Extract Camera View Vector for Three.js Rim Lighting

This article explains how to extract the camera viewing direction vector in a Three.js custom shader to create a rim lighting (Fresnel) effect. You will learn how to leverage Three.js’s built-in matrices to calculate the view direction in view space, write the vertex and fragment shader GLSL code, and implement the final glowing rim effect on a 3D mesh.

To implement rim lighting, you need to calculate the angle between the surface normal of your 3D model and the direction pointing toward the camera (the viewing direction).
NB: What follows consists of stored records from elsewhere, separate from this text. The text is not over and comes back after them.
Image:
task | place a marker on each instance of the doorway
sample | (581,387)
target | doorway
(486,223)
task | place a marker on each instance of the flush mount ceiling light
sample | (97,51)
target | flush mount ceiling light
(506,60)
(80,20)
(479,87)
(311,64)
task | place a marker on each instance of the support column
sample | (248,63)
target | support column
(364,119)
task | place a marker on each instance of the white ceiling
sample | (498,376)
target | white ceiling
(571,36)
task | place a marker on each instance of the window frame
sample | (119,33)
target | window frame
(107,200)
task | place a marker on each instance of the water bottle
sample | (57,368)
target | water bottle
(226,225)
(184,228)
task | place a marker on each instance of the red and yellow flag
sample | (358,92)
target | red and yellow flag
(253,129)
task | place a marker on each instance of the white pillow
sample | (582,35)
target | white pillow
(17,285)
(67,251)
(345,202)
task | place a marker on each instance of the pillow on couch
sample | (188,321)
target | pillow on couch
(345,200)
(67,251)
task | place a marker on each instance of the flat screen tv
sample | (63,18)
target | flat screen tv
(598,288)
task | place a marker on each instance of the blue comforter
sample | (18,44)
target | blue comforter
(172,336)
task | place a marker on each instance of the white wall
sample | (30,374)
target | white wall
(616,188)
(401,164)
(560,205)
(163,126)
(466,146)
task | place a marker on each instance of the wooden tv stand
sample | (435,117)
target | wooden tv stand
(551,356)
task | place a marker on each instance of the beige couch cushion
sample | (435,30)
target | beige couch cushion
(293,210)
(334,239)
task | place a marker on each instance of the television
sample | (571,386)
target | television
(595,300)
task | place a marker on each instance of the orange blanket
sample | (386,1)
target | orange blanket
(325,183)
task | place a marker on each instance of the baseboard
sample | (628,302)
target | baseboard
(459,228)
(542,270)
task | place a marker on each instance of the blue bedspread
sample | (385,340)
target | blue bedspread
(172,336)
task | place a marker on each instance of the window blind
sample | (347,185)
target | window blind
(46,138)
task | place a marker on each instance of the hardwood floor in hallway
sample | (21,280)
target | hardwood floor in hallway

When these two vectors are perpendicular (at the edges of the object from the camera’s perspective), the rim light is at its brightest.

While you can pass the camera’s world position using uniforms, the most efficient way to achieve this in Three.js is to perform the calculations in view space (camera space). In view space, the camera is always positioned at the origin (0, 0, 0).

1. The Vertex Shader

In the vertex shader, you transform both the vertex normals and the vertex positions into view space. Because the camera is at (0, 0, 0) in view space, the vector from the vertex to the camera is simply the negative of the vertex’s view-space position.

varying vec3 vNormal;
varying vec3 vViewPosition;

void main() {
    // Transform normal to view space and pass to fragment shader
    vNormal = normalize(normalMatrix * normal);

    // Transform position to view space
    vec4 mvPosition = modelViewMatrix * vec4(position, 1.0);
    
    // The vector from the surface point to the camera
    vViewPosition = -mvPosition.xyz;

    gl_Position = projectionMatrix * mvPosition;
}

2. The Fragment Shader

In the fragment shader, you normalize the interpolated vectors and calculate the dot product between the surface normal and the view direction vector.

A dot product of 1.0 means the surface is directly facing the camera, while 0.0 means the surface is perpendicular to the camera (the edges). By subtracting this result from 1.0, you isolate the edges of the geometry.

varying vec3 vNormal;
varying vec3 vViewPosition;

uniform vec3 uRimColor;
uniform float uRimPower;

void main() {
    // Re-normalize the interpolated vectors
    vec3 normal = normalize(vNormal);
    vec3 viewDir = normalize(vViewPosition);

    // Calculate the rim lighting intensity (Fresnel effect)
    float rim = 1.0 - max(dot(normal, viewDir), 0.0);

    // Raise to a power to sharpen the edge glow
    rim = pow(rim, uRimPower);

    // Output the final glowing color
    gl_FragColor = vec4(uRimColor * rim, 1.0);
}

3. Setting Up the Three.js Material

To use these shaders, instantiate a THREE.ShaderMaterial and declare the uniforms for the rim color and the power (which controls the thickness and sharpness of the glow).

const rimMaterial = new THREE.ShaderMaterial({
    vertexShader: vertexShaderSource,
    fragmentShader: fragmentShaderSource,
    uniforms: {
        uRimColor: { value: new THREE.Color(0x00ffcc) },
        uRimPower: { value: 3.0 } // Higher values make the rim thinner
    },
    transparent: true,
    blending: THREE.AdditiveBlending
});

Using view space eliminates the need to manually update a cameraPosition uniform in your JavaScript render loop, as Three.js automatically manages the modelViewMatrix and normalMatrix for you.